18 de abril de 2007

La Cita

Después de haber tenido durante toda mi vida sexo esporádico y sin amor, con personas variopintas y en lugares tan dispares, que me invitasen a cenar resultó ser una experiencia totalmente nueva para mí. Su plan era: cocinar, comer, salir y bailar. 
Mi plan era: comer, bailar, trasnochar y follar. Obviamente, no le iba a comentar las diferencias entre mis planes y los suyos, pero vamos, como soy una persona abierta, pensé que su idea de cita no estaría mal del todo, y acepté gustosa y con las hormonas en posición de defensa.
Cuando por fin llegó el viernes noche, busqué las galas y la barra de labios más sensuales que tenía en el armario, me calcé con mis tacones de la suerte –cómodos, seductores y elegantes- y fui a su casa. Tenía tantas expectativas puestas en aquella cita, que temía que se vieran frustradas al final de la noche.
Encontré su casa rápidamente. Llamé al timbre. No salía nadie. Llamé otra vez, esta sí. Abrió la puerta, le vi y le saludé con un inocente beso en la mejilla. No me tiré encima de él por no olvidar que era tímido y que podría reaccionar inesperadamente.

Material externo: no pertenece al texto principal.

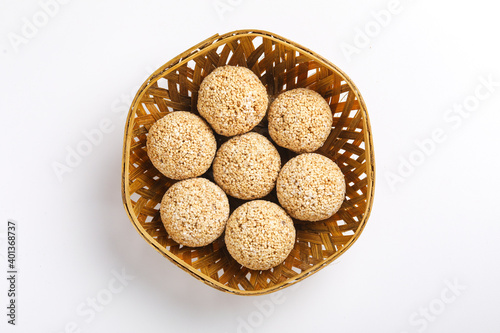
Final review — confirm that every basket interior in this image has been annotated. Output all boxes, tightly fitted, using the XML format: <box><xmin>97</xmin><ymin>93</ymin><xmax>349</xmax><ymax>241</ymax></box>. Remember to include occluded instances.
<box><xmin>123</xmin><ymin>33</ymin><xmax>373</xmax><ymax>294</ymax></box>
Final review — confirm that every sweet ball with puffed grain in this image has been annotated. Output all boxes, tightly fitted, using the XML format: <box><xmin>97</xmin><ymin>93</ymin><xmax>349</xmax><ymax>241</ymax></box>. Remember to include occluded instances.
<box><xmin>276</xmin><ymin>153</ymin><xmax>346</xmax><ymax>221</ymax></box>
<box><xmin>146</xmin><ymin>111</ymin><xmax>217</xmax><ymax>180</ymax></box>
<box><xmin>198</xmin><ymin>66</ymin><xmax>268</xmax><ymax>136</ymax></box>
<box><xmin>267</xmin><ymin>88</ymin><xmax>333</xmax><ymax>154</ymax></box>
<box><xmin>213</xmin><ymin>132</ymin><xmax>281</xmax><ymax>200</ymax></box>
<box><xmin>160</xmin><ymin>178</ymin><xmax>229</xmax><ymax>247</ymax></box>
<box><xmin>225</xmin><ymin>200</ymin><xmax>295</xmax><ymax>270</ymax></box>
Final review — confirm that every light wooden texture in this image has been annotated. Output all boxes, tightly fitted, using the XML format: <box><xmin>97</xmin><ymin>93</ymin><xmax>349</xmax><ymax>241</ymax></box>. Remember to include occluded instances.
<box><xmin>122</xmin><ymin>30</ymin><xmax>375</xmax><ymax>295</ymax></box>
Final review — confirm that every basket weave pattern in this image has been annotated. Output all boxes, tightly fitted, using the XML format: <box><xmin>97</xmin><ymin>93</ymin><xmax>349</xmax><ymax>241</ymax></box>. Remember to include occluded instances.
<box><xmin>122</xmin><ymin>30</ymin><xmax>374</xmax><ymax>295</ymax></box>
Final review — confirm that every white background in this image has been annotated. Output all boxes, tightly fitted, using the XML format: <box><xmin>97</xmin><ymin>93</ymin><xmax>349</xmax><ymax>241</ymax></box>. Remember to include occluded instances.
<box><xmin>0</xmin><ymin>0</ymin><xmax>500</xmax><ymax>333</ymax></box>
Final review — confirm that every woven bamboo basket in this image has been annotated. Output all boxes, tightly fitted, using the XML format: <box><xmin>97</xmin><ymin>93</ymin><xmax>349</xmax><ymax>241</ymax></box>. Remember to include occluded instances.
<box><xmin>122</xmin><ymin>30</ymin><xmax>375</xmax><ymax>295</ymax></box>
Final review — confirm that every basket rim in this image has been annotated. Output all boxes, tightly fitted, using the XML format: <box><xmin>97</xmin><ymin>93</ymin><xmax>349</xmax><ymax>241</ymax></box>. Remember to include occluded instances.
<box><xmin>121</xmin><ymin>29</ymin><xmax>375</xmax><ymax>295</ymax></box>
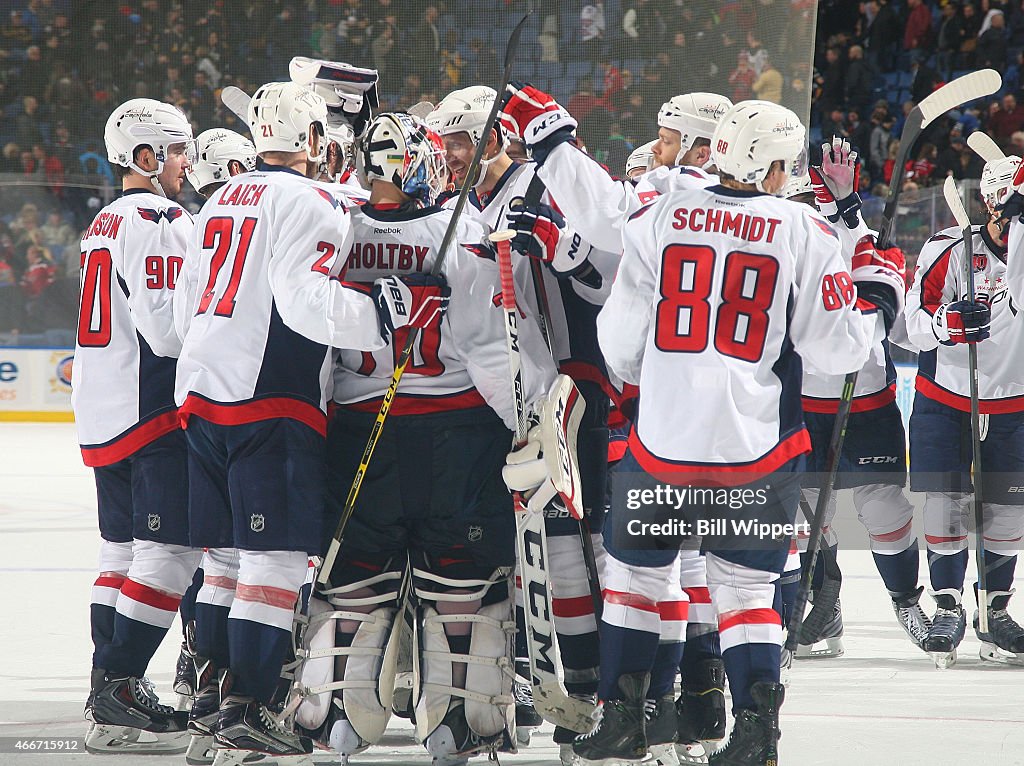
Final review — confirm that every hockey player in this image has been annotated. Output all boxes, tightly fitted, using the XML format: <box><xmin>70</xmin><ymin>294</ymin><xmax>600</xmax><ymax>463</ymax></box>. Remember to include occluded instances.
<box><xmin>906</xmin><ymin>157</ymin><xmax>1024</xmax><ymax>667</ymax></box>
<box><xmin>798</xmin><ymin>138</ymin><xmax>930</xmax><ymax>656</ymax></box>
<box><xmin>428</xmin><ymin>86</ymin><xmax>617</xmax><ymax>761</ymax></box>
<box><xmin>575</xmin><ymin>101</ymin><xmax>903</xmax><ymax>766</ymax></box>
<box><xmin>175</xmin><ymin>83</ymin><xmax>444</xmax><ymax>766</ymax></box>
<box><xmin>288</xmin><ymin>113</ymin><xmax>555</xmax><ymax>765</ymax></box>
<box><xmin>72</xmin><ymin>98</ymin><xmax>199</xmax><ymax>753</ymax></box>
<box><xmin>503</xmin><ymin>83</ymin><xmax>732</xmax><ymax>759</ymax></box>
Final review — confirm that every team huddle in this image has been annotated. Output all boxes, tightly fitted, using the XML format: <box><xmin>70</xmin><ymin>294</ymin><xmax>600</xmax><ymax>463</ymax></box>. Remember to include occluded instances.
<box><xmin>73</xmin><ymin>47</ymin><xmax>1024</xmax><ymax>766</ymax></box>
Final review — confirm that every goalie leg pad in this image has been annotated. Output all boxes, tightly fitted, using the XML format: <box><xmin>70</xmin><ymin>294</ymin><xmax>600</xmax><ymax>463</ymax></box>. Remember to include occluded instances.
<box><xmin>413</xmin><ymin>561</ymin><xmax>515</xmax><ymax>741</ymax></box>
<box><xmin>296</xmin><ymin>561</ymin><xmax>404</xmax><ymax>742</ymax></box>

Me ponen los tímidos.
Todo iba a la perfección. El menú era exquisito y afrodisíaco, el vino espléndido y la compañía… De repente me vi envuelta en el huracán de la seducción y haciendo cábalas sobre el momento idóneo para lanzarme descaradamente y atacar. Aquella situación me recordaba a los documentales de la 2, cuando una viuda negra tejía su tela de seda para cazar a su desvalida presa… Pero pensé que aún no era el momento y que, seguramente, huiría para esconderse. Así que, tal y como estaban las cosas, decidí armarme de paciencia e invitarle a una copa a algún pub para sacarlo a bailar y, de paso, llevarlo al terreno que más dominaba: allí no se me escaparía.
Varias copas más tarde, el sutil estado de embriaguez solidario inducía nuestras ganas de reír y que nuestras feromonas flotaran en el aire y volaran del uno al otro como las esporas en plena época de alérgicos. Sin embargo, la noche estaba a punto de terminar y, según parecía, el único sitio en el que iba a poder bailar era en la pista.
Me llevó a casa. Nada de sexo, por eso paso, pero nunca le perdonaré que me dijera que no cuando le invité a subir. Sin embargo, se despidió con uno de esos besos salvajes en los que el oxígeno de todas las arterias del cuerpo se concentran en la boca… y la lengua... Entonces me di cuenta: me había enamorado. Casi lloro.